Abstract

Banking regulation, including corporate governance in banking, needs to strike a balance between the costs and benefits of regulatory intervention. This chapter aims at extending the theoretical base for the cost-benefit trade-off in bank governance regulation by providing a law and economics framework of how banks interact with listed non-financial firms in view of the modern financial intermediation literature. To this end, the chapter first takes up a qualitative analysis of the tension underlying governance regulation of banks by referring to the post-crisis regulatory measures in the European Union as an example. Subsequently, the chapter uses agency theory to investigate banks’ roles for corporate governance of listed non-financial firms. Three qualitative case studies are presented, revealing that banks’ influence over non-financial firms appears to be more multidimensional than commonly considered in the literature.

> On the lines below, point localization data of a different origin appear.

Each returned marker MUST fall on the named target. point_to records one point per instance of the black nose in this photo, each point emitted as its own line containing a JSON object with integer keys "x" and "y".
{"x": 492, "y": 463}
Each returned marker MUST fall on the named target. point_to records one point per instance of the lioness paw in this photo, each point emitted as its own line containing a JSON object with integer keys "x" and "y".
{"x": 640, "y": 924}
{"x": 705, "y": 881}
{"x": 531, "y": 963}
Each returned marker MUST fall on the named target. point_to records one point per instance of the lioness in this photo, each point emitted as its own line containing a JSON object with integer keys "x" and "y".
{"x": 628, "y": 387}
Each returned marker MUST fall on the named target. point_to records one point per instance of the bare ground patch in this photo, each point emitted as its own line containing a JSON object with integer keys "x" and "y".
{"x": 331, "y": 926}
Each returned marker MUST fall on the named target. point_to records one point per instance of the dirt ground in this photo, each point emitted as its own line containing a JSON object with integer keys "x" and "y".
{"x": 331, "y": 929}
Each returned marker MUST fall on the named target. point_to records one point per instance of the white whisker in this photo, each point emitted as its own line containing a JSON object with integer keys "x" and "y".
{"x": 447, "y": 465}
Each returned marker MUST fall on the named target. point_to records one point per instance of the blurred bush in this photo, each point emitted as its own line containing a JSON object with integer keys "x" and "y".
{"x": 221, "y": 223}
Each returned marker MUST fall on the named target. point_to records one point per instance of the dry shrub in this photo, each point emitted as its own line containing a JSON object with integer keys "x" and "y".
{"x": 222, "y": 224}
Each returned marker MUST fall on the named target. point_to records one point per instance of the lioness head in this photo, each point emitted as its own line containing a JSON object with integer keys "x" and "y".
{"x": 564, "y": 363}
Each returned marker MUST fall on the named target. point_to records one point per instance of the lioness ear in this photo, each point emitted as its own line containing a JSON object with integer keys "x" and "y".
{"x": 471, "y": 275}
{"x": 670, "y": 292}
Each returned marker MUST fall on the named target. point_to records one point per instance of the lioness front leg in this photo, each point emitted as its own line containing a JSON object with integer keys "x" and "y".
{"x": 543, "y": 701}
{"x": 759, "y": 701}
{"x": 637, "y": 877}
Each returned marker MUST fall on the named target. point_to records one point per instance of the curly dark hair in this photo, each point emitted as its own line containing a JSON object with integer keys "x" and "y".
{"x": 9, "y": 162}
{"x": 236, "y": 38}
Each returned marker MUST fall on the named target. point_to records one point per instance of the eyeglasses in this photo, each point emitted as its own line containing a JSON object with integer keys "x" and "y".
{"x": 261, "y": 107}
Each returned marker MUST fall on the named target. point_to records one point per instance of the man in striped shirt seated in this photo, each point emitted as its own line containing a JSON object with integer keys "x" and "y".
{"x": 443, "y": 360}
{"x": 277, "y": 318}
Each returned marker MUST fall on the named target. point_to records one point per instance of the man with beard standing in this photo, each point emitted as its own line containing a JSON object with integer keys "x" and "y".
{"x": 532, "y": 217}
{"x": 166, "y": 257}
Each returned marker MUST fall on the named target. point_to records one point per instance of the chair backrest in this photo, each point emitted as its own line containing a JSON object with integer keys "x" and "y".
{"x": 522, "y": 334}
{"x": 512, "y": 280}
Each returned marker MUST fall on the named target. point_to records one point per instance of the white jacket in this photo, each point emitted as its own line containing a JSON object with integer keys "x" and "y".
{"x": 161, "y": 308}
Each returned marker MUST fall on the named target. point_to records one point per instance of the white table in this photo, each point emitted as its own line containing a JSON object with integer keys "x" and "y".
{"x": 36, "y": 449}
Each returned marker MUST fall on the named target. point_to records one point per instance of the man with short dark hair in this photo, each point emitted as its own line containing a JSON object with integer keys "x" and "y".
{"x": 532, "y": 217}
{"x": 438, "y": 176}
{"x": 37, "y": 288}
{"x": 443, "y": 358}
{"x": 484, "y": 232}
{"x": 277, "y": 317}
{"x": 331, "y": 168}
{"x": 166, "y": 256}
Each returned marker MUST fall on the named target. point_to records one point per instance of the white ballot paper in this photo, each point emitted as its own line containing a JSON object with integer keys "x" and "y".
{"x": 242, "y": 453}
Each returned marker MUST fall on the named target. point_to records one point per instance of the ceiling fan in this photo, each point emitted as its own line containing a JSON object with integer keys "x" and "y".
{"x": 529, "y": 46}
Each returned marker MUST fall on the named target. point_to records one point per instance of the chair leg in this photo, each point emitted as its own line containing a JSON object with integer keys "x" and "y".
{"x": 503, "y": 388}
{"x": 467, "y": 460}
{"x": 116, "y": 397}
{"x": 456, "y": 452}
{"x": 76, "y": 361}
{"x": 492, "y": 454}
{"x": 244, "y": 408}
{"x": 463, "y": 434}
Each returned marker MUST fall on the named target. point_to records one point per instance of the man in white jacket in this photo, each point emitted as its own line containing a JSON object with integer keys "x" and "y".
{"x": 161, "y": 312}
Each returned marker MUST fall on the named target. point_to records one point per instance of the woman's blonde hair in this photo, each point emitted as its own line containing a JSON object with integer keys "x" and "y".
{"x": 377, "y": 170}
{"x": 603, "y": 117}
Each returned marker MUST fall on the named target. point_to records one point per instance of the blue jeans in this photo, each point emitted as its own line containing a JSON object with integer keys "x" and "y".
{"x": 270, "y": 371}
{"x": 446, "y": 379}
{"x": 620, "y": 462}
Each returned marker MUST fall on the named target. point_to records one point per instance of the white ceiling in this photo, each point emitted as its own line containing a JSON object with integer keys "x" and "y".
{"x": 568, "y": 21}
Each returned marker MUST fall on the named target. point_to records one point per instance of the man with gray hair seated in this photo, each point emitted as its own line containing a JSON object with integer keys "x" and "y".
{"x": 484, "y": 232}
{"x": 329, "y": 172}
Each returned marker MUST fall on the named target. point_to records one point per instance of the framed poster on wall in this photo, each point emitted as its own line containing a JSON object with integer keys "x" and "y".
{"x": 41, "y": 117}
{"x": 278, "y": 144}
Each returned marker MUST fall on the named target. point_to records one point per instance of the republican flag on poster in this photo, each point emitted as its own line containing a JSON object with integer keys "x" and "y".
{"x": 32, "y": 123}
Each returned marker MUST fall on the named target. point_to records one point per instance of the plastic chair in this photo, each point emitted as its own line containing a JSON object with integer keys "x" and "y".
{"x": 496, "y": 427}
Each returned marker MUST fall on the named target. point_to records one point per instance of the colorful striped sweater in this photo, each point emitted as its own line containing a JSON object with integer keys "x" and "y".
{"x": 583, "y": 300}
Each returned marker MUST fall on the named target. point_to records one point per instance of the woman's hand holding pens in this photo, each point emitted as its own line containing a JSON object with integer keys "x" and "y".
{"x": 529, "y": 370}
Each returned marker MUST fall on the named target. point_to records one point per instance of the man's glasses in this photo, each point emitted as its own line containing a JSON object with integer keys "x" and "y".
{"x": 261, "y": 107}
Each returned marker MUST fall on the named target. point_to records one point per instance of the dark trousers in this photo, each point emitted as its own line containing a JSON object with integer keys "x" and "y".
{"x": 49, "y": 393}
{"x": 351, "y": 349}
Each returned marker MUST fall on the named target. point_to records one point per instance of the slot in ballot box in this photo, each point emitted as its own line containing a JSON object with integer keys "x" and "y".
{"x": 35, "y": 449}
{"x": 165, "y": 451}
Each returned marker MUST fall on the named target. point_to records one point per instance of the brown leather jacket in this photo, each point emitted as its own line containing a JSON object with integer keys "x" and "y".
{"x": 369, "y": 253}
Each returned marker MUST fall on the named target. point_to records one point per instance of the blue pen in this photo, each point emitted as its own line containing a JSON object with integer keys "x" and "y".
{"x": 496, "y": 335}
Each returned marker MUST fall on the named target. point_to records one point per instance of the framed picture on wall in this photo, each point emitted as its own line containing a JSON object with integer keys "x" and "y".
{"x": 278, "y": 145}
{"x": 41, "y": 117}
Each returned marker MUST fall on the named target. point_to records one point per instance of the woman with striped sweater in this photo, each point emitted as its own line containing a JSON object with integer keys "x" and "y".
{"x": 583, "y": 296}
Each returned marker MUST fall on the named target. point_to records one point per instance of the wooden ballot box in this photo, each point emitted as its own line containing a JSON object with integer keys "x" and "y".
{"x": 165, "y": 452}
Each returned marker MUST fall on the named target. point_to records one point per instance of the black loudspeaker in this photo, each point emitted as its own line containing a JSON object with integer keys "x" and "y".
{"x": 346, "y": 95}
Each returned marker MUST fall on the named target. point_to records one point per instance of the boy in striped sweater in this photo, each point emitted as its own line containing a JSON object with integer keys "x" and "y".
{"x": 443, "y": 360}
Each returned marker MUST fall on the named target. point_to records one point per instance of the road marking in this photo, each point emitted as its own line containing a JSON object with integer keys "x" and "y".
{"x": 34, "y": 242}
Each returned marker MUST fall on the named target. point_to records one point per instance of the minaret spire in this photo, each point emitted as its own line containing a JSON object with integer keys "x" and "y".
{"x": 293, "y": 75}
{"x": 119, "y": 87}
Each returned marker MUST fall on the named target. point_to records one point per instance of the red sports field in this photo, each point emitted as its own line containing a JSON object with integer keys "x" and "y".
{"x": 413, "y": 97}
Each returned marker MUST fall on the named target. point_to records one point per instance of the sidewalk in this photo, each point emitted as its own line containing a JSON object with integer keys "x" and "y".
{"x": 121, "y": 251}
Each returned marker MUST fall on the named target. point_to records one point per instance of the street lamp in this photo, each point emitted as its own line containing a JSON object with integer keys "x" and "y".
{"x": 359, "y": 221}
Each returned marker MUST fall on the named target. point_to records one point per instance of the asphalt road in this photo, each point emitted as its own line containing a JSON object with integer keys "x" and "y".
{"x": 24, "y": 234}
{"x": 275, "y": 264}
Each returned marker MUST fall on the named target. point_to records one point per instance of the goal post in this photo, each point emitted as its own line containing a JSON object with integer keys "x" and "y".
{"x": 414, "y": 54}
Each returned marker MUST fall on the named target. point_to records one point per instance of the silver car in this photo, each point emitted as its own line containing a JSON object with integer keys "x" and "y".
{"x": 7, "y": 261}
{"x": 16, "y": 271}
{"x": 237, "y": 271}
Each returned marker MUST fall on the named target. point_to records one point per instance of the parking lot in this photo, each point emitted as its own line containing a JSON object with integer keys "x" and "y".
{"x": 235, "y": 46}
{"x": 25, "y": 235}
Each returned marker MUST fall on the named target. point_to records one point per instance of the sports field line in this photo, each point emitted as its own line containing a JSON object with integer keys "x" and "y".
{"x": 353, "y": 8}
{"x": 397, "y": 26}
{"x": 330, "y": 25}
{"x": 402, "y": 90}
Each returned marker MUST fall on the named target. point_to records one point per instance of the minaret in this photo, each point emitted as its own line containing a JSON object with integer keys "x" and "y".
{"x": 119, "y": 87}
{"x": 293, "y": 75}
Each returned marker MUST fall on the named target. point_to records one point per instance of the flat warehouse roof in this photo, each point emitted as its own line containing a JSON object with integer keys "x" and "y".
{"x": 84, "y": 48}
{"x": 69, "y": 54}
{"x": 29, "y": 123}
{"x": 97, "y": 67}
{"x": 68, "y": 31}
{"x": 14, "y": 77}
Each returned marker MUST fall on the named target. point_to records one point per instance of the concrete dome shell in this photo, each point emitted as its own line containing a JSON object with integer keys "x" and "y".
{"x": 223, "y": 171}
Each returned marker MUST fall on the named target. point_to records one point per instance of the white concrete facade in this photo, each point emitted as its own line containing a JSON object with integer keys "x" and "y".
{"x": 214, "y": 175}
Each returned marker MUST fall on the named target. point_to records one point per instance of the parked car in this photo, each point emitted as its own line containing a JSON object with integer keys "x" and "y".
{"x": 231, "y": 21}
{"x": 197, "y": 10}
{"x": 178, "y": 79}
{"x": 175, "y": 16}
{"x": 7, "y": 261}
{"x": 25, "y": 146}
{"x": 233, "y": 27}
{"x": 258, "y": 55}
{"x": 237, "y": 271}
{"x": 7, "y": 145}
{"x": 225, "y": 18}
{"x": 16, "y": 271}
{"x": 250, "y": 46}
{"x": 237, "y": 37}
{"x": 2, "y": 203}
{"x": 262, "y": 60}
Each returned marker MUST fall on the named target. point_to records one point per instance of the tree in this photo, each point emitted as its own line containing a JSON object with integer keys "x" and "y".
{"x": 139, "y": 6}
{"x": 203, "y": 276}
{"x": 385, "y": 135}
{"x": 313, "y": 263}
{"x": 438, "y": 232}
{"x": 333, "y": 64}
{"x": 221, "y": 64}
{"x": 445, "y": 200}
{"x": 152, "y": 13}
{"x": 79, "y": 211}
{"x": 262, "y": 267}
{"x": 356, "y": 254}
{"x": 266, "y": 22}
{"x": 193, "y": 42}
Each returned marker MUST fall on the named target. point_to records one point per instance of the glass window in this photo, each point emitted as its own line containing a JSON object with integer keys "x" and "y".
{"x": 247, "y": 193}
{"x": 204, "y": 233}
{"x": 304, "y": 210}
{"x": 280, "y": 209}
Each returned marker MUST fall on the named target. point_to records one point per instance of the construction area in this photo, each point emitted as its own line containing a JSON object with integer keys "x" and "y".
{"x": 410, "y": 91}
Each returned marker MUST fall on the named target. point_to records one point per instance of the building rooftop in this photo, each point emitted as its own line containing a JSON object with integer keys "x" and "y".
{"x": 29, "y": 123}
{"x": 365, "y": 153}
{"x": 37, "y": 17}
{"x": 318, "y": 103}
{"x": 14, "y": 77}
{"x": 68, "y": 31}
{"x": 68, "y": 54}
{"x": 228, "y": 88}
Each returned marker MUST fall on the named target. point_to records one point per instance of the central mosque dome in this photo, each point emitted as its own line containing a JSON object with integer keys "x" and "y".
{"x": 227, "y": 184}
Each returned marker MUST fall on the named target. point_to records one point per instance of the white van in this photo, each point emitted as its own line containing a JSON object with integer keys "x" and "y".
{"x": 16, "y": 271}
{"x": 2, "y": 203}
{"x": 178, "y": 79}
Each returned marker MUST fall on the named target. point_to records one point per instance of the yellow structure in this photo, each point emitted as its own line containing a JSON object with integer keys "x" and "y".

Specifically, it is shown that bank monitoring and control can present opportunities as well as challenges for listed non-financial firms by affecting their governance arrangements with implications ranging from day-to-day business operations to fundamental capital market transactions in addition to the distress context. The chapter also discusses the implications of differences in ownership structures and identifies possibilities of bank influence both in concentrated and dispersed ownership contexts. Overall, the findings of this chapter contribute to the debate on the effectiveness of corporate governance in banking by bringing in a largely neglected dimension into the picture and establishing a theoretical basis for an improved balancing act in policymaking.